Joy A. Colquhoun – 3rd expert on this subject based on the ideXlab platform

  • Taxonomy and biotransformation activities of some deep-sea Actinomycetes
    Extremophiles, 1998
    Co-Authors: Joy A. Colquhoun, Spencer C. Heald, Lina Li, Jin Tamaoka, Chiaki Kato, Koki Horikoshi, Alan T Bull

    Abstract:

    Deep-sea soft sediments from trench systems and depths in the northwestern Pacific Ocean ranging from less than 300 to 10,897 m in depth have been analyzed for three target genera of Actinomycetes: Micromonospora, Rhodococcus, and Streptomyces. Only culturable strains, recovered at atmospheric pressure on selective isolation media, have been examined to date. Maximum recoveries of culturable bacteria were greater that 10(7)/ml wet g sediment, but Actinomycetes comprised a small proportion of this population (usually less than 1%). The target Actinomycetes were isolated at all depths except from the Mariana Trench sediments. Actinomycete colonies were defined initially on the basis of colony morphologies, and preliminary identification then was made by chemotaxonomic tests. Pyrolysis mass spectrometry (PyMS) of deep-sea mycolic acid-containing Actinomycetes gave excellent correspondence with numerical (phenetic) taxonomic analyses and subsequently was adopted as a rapid procedure for assessing taxonomic diversity. PyMS analysis enabled several clusters of deep-sea rhodococci to be distinguished that are quite distinct from all type strains. 16S rRNA gene sequence analysis has revealed that several of these marine rhodococci have sequences that are very similar to certain terrestrial species of Rhodococcus and to Dietzia. There is evidence for the intrusion of terrestrial runoff into these deep trench systems, and the inconsistency of the phenotypic and molecular taxonomies may reflect recent speciatiion events in Actinomycetes under the high-pressure conditions of the deep sea.
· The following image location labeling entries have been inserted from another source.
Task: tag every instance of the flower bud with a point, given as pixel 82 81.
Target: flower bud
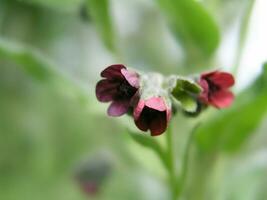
pixel 119 86
pixel 215 87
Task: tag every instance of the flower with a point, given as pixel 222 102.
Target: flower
pixel 119 86
pixel 215 87
pixel 152 114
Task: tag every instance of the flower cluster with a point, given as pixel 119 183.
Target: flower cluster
pixel 151 98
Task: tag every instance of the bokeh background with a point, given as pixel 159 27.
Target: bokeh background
pixel 55 137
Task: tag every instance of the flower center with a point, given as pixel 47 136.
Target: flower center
pixel 212 87
pixel 125 90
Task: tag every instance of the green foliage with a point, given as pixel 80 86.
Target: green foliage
pixel 229 129
pixel 28 59
pixel 100 13
pixel 184 92
pixel 192 26
pixel 61 5
pixel 147 141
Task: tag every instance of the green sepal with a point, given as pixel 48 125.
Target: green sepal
pixel 185 91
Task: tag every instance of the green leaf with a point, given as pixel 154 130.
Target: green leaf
pixel 40 68
pixel 149 142
pixel 61 5
pixel 188 103
pixel 192 26
pixel 99 11
pixel 184 92
pixel 227 130
pixel 27 58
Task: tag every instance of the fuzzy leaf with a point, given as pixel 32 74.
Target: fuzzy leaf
pixel 230 128
pixel 192 25
pixel 99 11
pixel 149 142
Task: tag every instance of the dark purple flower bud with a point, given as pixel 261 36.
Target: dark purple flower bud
pixel 119 86
pixel 215 87
pixel 152 114
pixel 92 174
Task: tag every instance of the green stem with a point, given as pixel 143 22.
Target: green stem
pixel 171 164
pixel 243 31
pixel 185 161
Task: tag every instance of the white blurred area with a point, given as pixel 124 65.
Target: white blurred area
pixel 255 48
pixel 255 52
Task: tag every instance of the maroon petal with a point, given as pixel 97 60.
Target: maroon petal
pixel 222 99
pixel 156 103
pixel 159 124
pixel 204 94
pixel 208 74
pixel 131 77
pixel 141 124
pixel 105 90
pixel 113 71
pixel 118 108
pixel 222 79
pixel 138 109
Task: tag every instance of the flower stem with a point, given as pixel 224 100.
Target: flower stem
pixel 185 161
pixel 171 164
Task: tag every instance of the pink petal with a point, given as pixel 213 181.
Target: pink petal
pixel 156 103
pixel 105 90
pixel 138 109
pixel 222 79
pixel 169 114
pixel 141 124
pixel 159 124
pixel 118 108
pixel 208 74
pixel 222 99
pixel 113 71
pixel 131 76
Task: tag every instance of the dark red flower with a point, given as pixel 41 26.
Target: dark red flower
pixel 119 86
pixel 215 87
pixel 152 114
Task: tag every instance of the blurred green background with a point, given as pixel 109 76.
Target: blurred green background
pixel 51 54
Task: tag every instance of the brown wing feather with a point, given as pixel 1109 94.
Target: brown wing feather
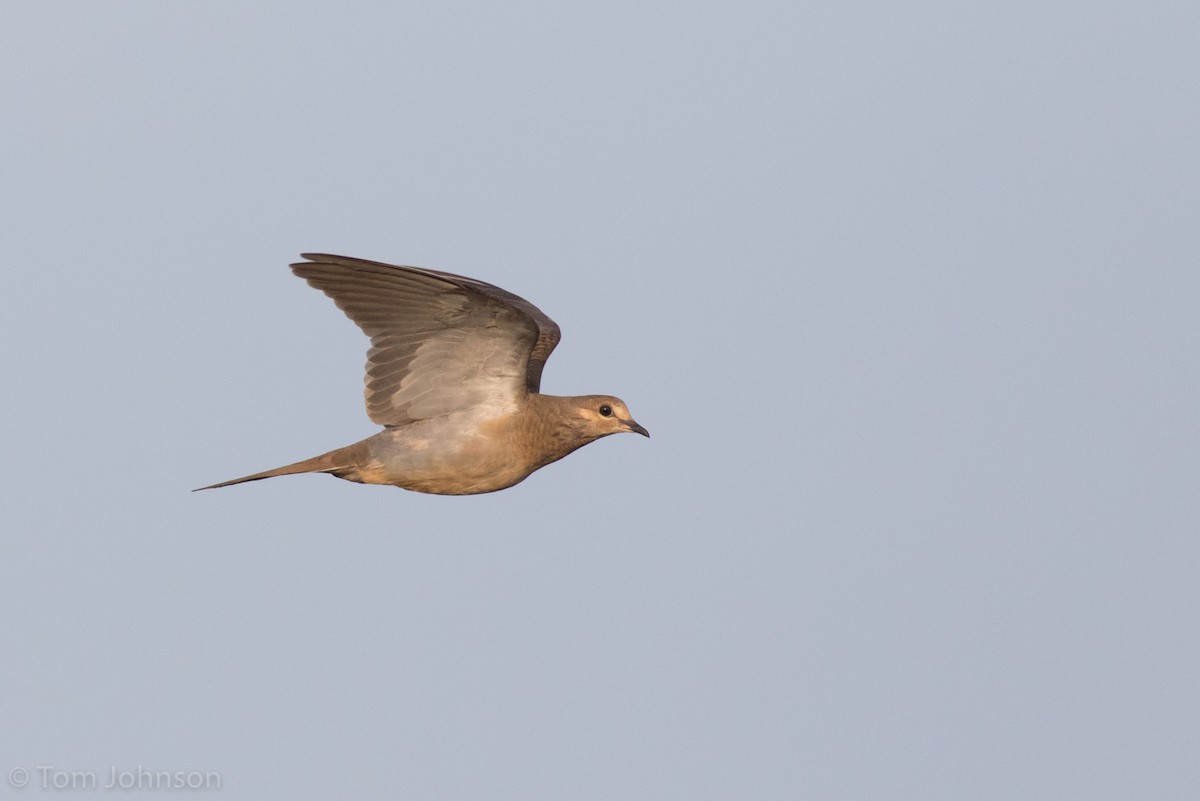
pixel 439 342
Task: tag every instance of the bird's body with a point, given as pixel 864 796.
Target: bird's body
pixel 454 375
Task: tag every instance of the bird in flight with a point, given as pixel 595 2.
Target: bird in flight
pixel 454 375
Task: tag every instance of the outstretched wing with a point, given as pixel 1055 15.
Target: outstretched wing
pixel 439 342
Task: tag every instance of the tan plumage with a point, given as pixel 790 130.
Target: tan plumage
pixel 454 375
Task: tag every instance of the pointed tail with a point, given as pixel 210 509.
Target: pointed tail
pixel 333 462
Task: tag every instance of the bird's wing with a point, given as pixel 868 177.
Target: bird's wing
pixel 439 342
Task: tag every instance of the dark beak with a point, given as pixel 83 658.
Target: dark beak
pixel 637 429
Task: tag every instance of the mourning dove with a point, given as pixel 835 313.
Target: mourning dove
pixel 454 374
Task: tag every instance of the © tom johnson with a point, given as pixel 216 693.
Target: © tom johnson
pixel 138 778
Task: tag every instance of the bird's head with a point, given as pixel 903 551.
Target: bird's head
pixel 603 415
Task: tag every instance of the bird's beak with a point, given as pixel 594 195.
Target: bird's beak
pixel 634 427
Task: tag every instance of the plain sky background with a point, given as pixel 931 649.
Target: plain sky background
pixel 906 293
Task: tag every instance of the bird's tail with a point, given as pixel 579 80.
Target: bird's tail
pixel 334 462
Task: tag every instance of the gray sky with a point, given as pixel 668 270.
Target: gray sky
pixel 906 295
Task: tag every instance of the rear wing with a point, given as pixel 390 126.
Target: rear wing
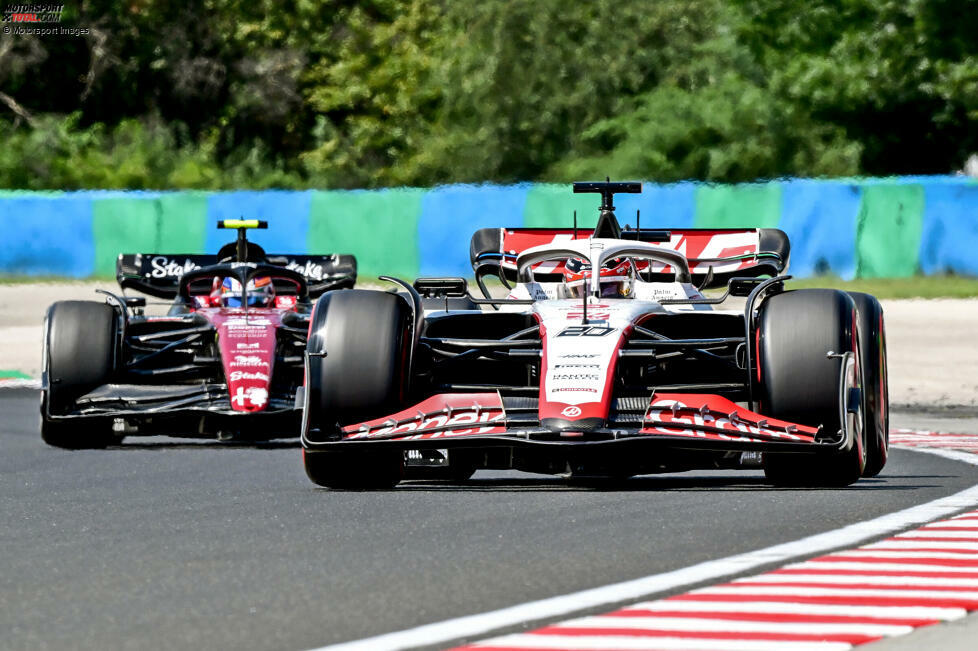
pixel 727 252
pixel 158 274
The results of DNA-DNA pairing experiments point to the novelty of Rhodococcus strains recovered from hadal depths in the Izu Bonin Trench. Biotransformation studies of deep-sea bacteria have focused on nitrile compounds. Nitrile-metabolizing bacteria, closely related to rhodococci, have been isolated that grow well at low temperature, high salt concentrations, and high pressures, suggesting that they are of marine origin or have adapted to the deep-sea environment.